It’s an interesting quirk of restaurant reviewing that when describing Iranian food, you’re taught to call it ‘Persian’. Persia is for culture, Iran is for politics. And no one wants to eat their politics.
But somehow it feels more appropriate to call the food of this new Covent Garden spot modern Iranian, because this is not your classic kneading-bread-in-the-window kind of a place, but a stylish space serving the metropolitan cooking of Tehran. Walking in, there was vibey hip hop playing in an industrial-chic setting: exposed pipework overhead, darkly gorgeous patterned tiles underfoot, and rose-hued seats for your bottom.
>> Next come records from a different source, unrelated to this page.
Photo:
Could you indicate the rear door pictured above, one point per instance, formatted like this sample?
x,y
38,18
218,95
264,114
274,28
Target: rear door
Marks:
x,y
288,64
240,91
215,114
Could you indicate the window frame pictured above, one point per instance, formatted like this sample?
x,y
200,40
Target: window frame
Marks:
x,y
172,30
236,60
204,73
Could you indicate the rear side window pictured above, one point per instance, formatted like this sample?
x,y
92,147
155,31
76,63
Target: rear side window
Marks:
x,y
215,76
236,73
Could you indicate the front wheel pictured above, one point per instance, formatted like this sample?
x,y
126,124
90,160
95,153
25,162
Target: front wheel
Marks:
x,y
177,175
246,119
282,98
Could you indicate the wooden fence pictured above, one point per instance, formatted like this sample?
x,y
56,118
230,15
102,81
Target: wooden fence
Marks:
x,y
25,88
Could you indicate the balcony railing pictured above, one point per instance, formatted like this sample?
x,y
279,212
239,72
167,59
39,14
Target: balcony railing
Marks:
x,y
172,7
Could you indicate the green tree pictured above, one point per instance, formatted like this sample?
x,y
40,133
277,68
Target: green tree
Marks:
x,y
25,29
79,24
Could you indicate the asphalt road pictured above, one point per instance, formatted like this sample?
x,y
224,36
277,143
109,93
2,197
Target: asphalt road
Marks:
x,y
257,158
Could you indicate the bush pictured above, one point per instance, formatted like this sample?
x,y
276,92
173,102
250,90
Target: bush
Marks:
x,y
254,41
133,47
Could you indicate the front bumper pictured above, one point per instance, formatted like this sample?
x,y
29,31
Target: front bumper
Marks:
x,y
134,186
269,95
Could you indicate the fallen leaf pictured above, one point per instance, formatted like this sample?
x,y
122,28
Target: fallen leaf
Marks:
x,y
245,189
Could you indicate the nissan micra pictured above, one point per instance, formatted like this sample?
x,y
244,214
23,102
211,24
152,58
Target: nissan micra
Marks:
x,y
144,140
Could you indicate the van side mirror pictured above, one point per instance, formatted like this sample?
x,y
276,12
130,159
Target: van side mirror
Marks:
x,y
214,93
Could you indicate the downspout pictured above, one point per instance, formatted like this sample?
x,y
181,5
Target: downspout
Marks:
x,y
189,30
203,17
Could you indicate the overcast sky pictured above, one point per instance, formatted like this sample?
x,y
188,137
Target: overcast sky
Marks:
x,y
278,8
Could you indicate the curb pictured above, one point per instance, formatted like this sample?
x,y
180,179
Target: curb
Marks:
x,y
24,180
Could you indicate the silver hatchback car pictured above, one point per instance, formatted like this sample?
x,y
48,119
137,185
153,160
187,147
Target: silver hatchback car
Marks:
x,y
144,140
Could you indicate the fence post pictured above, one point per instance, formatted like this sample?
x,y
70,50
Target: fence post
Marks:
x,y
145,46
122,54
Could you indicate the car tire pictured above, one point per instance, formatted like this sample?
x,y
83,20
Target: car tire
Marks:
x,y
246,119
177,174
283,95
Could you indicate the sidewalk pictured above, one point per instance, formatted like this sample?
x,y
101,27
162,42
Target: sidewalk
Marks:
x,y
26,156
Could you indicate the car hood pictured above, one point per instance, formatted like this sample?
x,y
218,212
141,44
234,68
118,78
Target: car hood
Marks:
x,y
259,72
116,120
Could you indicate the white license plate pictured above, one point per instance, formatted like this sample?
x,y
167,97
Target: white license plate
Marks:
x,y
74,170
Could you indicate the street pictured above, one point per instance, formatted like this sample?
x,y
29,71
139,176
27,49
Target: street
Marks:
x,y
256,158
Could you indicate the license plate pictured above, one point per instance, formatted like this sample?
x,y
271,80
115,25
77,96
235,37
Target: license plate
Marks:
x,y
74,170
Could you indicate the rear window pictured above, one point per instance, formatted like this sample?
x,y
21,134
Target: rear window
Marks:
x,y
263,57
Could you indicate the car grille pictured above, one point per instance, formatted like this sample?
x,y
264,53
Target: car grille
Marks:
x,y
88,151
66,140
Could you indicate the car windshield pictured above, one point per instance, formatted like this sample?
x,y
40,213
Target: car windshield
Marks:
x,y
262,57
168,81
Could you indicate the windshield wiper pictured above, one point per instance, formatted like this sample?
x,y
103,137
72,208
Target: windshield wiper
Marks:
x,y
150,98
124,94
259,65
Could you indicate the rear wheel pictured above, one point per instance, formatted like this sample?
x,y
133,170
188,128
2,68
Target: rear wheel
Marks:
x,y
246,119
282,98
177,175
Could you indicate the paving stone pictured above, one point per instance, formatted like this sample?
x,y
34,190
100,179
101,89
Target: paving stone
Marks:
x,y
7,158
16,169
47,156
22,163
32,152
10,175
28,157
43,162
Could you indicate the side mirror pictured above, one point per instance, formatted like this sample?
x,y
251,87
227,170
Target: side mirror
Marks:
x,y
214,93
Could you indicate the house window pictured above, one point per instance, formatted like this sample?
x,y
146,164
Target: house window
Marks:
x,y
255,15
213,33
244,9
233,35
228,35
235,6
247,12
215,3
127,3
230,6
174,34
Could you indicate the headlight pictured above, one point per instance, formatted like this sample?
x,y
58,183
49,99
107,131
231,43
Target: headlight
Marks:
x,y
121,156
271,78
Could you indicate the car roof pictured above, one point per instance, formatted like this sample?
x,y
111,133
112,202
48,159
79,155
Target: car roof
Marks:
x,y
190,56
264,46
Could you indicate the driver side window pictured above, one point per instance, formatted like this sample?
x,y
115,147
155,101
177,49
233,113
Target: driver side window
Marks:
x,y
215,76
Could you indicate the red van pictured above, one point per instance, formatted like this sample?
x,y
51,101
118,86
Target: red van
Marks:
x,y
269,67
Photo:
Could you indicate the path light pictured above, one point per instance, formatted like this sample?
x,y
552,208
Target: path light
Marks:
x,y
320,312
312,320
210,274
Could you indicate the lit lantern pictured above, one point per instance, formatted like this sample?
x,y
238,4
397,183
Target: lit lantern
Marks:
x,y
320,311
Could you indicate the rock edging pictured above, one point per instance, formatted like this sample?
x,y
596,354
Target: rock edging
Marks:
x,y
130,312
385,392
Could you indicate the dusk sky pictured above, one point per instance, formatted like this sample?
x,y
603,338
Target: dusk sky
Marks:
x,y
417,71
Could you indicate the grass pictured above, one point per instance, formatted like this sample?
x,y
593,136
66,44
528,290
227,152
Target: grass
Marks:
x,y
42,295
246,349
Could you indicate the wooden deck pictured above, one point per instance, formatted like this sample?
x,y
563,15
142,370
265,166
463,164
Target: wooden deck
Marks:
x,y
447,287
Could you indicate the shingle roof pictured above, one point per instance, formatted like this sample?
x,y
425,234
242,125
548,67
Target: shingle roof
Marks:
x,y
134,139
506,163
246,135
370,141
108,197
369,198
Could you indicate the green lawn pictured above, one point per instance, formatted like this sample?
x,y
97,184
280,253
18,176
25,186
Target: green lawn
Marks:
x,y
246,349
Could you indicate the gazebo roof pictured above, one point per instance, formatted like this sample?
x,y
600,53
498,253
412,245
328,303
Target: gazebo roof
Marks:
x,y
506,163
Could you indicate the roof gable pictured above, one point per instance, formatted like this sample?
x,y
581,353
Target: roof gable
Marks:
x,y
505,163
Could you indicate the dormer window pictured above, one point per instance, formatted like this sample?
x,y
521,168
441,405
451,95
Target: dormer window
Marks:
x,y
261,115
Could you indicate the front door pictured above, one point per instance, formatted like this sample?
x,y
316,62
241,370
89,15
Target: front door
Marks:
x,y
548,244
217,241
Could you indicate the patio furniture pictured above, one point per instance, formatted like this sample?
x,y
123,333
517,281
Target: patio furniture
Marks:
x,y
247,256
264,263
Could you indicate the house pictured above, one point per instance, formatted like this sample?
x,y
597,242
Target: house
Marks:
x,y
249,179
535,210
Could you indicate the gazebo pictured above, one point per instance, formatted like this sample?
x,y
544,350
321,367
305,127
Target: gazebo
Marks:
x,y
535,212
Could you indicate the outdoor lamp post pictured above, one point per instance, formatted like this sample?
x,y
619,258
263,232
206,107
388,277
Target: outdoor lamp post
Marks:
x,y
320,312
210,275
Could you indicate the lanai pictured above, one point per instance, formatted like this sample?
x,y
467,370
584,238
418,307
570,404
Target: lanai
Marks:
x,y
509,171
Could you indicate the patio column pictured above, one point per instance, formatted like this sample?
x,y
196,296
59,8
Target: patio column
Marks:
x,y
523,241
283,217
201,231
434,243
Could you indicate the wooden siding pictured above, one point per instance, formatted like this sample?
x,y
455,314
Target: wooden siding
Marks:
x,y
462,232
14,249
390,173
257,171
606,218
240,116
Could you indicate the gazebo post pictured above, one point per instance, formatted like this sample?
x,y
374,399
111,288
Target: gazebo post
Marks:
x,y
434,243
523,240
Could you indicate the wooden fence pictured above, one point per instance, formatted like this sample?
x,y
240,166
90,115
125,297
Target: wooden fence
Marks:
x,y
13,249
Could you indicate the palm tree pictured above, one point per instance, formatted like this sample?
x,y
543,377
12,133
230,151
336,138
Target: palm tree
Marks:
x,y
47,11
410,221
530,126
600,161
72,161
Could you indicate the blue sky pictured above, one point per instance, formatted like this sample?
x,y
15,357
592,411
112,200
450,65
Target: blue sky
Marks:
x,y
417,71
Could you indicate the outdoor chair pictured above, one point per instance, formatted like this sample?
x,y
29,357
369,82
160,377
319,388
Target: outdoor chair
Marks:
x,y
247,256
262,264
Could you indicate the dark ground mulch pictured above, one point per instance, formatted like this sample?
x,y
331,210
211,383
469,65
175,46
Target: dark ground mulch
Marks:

It’s all super-sceney.
As for the food, there’s plenty you’ll recognise from the rise-and-rise of modern Middle Eastern dining in the capital: pistachio, pomegranate, aubergine, yoghurt. But there are more overtly Persian leanings too: an enthusiasm for saffron and rose water, or that most beloved of Iranian fruits, quince. Also modern: the downsizing of stews and grills, so that every item was essentially a small plate. Yup, we’re in London.
And mostly, these were terrific. Two star turns bookended the meal. First, a staggeringly good ‘bazaar’ bread the shape of a flattened baguette: oily, golden, and doused in salt and sesame. And later, an equally sensational twist on a tarte tatin, the pastry filled not with apple, but with meaty chunks of spiced quince, then teamed with fragrant Persian tea ice cream.
In between, there were other must-haves, like smoky aubergine, casually draped around a plate before being accessorised with all manner of edible jewels: tart pomegranate seeds, tiny curls of crispy onion, juicy blackberries, shards of bitter walnut, fragrant microherbs and morsels of smooth, salty, glistening feta. No two mouthfuls were the same. Also good were saffron rice and a garlicky, rose-petal-strewn yoghurt dip.
But there were a few slip-ups, too, like a delicate octopus tentacle overwhelmed by too much orange. Or giant chips made not with the promised tahdig (the prized pan crust of cooked rice, an Iranian delicacy) but with slices of potato: a too-bland fat chip version of pommes anna.
But staff were both enthusiastic and charming, the atmosphere lively and welcoming. Nutshell offers a fresh perspective on Persian cooking, showing that there’s so much more to this excellent cuisine than kebabs and stews, and delivering it with sackloads of panache. And for that, I love it.